ABC News' Teddy Davis, Sunlen Miller, and Mike Elmore Report: Roy Romer, a former chairman of the Democratic National Committee and former governor of Colorado, said Tuesday that he is supporting Sen. Barack Obama, D-Ill., for president. In announcing his decision, Romer urged other superdelegates to do the same, saying that "it's important" for Sen. Hillary Clinton, D-N.Y., "to know where we are so she is not misled."
"My reasons are that the party needs to get on right now with a lot of business, including figuring out what to do with Michigan and Florida," Romer told ABC News. "It's important to make known right now not only my vote but as many superdelegates as possible."
Romer said his support for Obama is based on the delegate math as well as Obama's strength in the interior Mountain West: the Illinois Democrat carried Colorado over Clinton by a two-to-one margin: Obama 67%, Clinton 32%.
After previewing his announcement with ABC News, Romer joined Obama campaign manager David Plouffe on a conference call with reporters.

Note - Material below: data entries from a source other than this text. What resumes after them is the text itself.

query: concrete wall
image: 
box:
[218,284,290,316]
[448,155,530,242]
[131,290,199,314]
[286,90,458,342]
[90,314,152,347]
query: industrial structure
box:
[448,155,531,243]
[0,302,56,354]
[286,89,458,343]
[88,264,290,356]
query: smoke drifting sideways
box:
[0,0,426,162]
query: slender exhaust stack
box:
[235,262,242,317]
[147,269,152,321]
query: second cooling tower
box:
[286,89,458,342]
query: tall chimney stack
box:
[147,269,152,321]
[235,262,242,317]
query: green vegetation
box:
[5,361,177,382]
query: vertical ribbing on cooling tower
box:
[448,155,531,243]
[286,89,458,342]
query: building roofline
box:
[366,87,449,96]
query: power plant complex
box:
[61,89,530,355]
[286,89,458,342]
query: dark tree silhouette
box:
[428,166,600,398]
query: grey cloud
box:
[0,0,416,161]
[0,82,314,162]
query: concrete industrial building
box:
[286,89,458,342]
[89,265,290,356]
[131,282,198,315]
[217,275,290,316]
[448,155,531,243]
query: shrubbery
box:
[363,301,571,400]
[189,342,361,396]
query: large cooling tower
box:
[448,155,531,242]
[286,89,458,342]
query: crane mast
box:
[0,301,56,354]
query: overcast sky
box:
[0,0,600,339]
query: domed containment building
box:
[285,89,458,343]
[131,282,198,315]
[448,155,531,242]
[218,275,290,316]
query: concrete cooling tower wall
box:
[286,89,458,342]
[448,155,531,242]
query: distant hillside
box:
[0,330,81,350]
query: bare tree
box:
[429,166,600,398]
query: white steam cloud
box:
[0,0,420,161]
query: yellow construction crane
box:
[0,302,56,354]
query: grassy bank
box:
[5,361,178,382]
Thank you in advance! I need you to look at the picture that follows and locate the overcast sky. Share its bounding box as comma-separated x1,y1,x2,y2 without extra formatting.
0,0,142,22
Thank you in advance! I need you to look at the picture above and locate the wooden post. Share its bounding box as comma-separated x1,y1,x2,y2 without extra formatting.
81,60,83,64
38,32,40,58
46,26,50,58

Romer elaborated on his delegate math rationale saying, ‘This race, I believe is over. Sen. Obama has accumulated a lead in delegates chosen by primaries, caucuses and superdelegates that cannot be overcome. “
Plouffe used the endorsement by the former Colorado governor to underscore Obama's determination to win the Centennial State in November.
“We believe Colorado, a state Gov. Romer knows as well as anybody, is going to be not just a Battleground State, but a state we can win and put in the Obama column in November," said Plouffe.
Romer had been previously reluctant to discuss his support for a presidential candidate because he is leading Ed in '08, a non-partisan effort to make education reform a centerpiece of the 2008 campaign.
Asked if announcing his support for Obama conflicted with his Ed in '08 role, Romer pointed to the Republican affiliation of the group's executive director.
"My partner here, Marc Lampkin is a Bush Republican, a McCain Republican, so we are still one Democrat and one Republican who will be working even handedly," Romer told ABC News.
Asked to weigh in on Obama's support for performance-based pay for individual teachers (one area of education policy which differentiates the Illinois senator from Clinton), Romer said, "I think he's got a very responsible position in that area."
"My role is to do educational advocacy," explained Romer, "yet, I'm a citizen who votes and I have to fulfill my obligation to my party."
By making his announcement, Romer may have enhanced his clout in an Obama White House. Plouffe said the Obama campaign will seek the counsel and advice of Romer on education issues.